26 research outputs found
Probabilistic waveform inversion: Quest for the law
Full-waveform inversion (FWI) is an algorithm (and a part of the measuring procedure in a wide sense) with the aim to find the governing law of a physical system using the partially measured physical fields with limited computational resources. A law is a forward theory equipped with the model parameters and the data parameters. The main characteristic of the law is the realizability assumption: the law explains all subsets of the measured data parameters and predicts all subsets of the unmeasured (in the given experiment) data parameters. To find the law, we have to guess a law (a forward theory and parametrization), measure some data parameters and check the realizability assumption.
To put it more precisely, I formulate a new probabilistic setting for inverse problems and full-waveform inversion. Instead of using the Bayes\u27 theorem, the Tarantola-Valette conjunction or the principle of maximum entropy based on the prior information for the averaged quantities, I propose a principle of minimum relative information using the prior information for the non-averaged quantities. The Tarantola-Valette formula is obtained as a special case under the assumption that the theoretical and prior measures exist. Using the realizability assumption as a prior information, the principle of minimum relative information provides the parametric probabilistic solution with the arbitrary misfit functions. Maximization of the parametric probabilistic solution leads to a multiobjective minimization problem. All global Pareto optima are the sample points of the probabilistic solution with the highest values of the volumetric measure. Unfortunately, even a local multiobjective minimization problem is computationally intractable for FWI with many millions of model parameters.

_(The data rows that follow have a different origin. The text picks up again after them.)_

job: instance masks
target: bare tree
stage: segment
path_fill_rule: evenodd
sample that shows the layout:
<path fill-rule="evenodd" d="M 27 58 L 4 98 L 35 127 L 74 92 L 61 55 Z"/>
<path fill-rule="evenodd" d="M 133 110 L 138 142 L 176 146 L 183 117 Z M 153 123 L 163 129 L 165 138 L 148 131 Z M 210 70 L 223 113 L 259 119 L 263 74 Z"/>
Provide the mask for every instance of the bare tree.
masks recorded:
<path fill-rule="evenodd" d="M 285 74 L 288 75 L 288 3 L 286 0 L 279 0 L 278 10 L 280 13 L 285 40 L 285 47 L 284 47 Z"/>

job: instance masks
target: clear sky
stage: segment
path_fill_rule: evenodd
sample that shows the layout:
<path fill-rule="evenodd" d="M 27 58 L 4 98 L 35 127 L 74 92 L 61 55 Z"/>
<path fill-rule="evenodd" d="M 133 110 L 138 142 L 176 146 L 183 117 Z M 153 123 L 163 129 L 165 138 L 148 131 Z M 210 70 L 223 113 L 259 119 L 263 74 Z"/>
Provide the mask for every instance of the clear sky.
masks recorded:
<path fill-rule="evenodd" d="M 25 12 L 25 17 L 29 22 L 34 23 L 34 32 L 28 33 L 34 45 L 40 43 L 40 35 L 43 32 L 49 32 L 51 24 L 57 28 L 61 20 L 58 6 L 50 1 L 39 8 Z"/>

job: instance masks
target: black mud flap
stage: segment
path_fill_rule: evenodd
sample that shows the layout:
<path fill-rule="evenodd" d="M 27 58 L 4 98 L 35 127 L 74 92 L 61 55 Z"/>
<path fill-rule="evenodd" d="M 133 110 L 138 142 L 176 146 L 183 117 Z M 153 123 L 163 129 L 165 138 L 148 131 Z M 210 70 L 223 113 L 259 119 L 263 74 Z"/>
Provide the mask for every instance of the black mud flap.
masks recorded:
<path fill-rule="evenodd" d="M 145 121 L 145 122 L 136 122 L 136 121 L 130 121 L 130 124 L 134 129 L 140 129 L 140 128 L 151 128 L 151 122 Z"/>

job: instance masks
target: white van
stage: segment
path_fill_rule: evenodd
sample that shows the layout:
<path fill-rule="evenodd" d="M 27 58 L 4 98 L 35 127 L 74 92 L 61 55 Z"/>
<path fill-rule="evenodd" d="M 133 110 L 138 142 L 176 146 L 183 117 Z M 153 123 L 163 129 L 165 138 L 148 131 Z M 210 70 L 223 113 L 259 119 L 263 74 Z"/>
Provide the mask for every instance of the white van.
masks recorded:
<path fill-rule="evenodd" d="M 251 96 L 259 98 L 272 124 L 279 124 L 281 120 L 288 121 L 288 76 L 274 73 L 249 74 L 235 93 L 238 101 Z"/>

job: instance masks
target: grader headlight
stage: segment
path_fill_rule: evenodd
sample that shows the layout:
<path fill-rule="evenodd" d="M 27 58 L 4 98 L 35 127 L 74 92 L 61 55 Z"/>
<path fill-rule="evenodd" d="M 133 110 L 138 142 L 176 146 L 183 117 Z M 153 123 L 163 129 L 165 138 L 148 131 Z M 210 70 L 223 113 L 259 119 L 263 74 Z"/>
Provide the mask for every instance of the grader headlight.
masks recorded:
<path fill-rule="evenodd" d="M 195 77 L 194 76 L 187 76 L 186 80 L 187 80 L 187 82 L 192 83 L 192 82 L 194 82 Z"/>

To make it computationally attractive for large-scale FWI and to find at least a few local solutions of the multiobjective minimization problem, I implement the bilevel multiobjective waveform inversion (BMWI) using a single randomly chosen shot gather at each iteration. BMWI is a stochastic, nested algorithm with an adaptive parabolic line search and multiscale strategy. The computational cost per iteration is five forward modellings only. BMWI can worsen some of the single-shot misfit functions and the different random runs of BMWI converge to different points in the model manifold. I interpret these inverted models as the sample points of the probabilistic solution. I estimate the solution, uncertainty and sensitivity using the sample estimates of the mean, standard deviation and initial deviation of the sample points, respectively. Using the numerical examples with the Marmousi-2 model, I illustrate the potential of BMWI for automatic uncertainty and sensitivity analysis with just two-three sample points.
To test the idea with real-world data, I apply stochastic single-shot BMWI in a 2D acoustic finite-difference approximation to a 2D line of pressure data acquired in a shallow-water river delta with ocean bottom cables. I use minimal data preprocessing (only a new 3D-to-2D transform which is strictly valid in a linear-gradient medium), the linear gradient starting models and the diagonal preconditioners with a negligible regularization. I estimate the theoretical uncertainties due to the neglected 3D effects using the 3D-to-2D transforms. The uncertainties estimated by the random sequences of BMWI are higher than the uncertainties related to the 3D-to-2D transforms. I provide the estimates of the solution, uncertainty and sensitivity using up to fourteen sample points inverted with the different linear-gradient starting models, the differently 3D-to-2D-transformed real data sets and the different random sequences of descent directions. The uncertainty of sound velocities is the lowest in the central semicircle with the radius 3 km equal to half the length of the ocean bottom cable. The uncertainty of mass densities is the highest in the central semicircle. The sensitivity of the measuring procedure with respect to sound velocity and mass density is the highest in the central semicircle representing a footprint of the acquisition geometry. Outside the central semicircle the parameters are not falsifiable in the specified setting.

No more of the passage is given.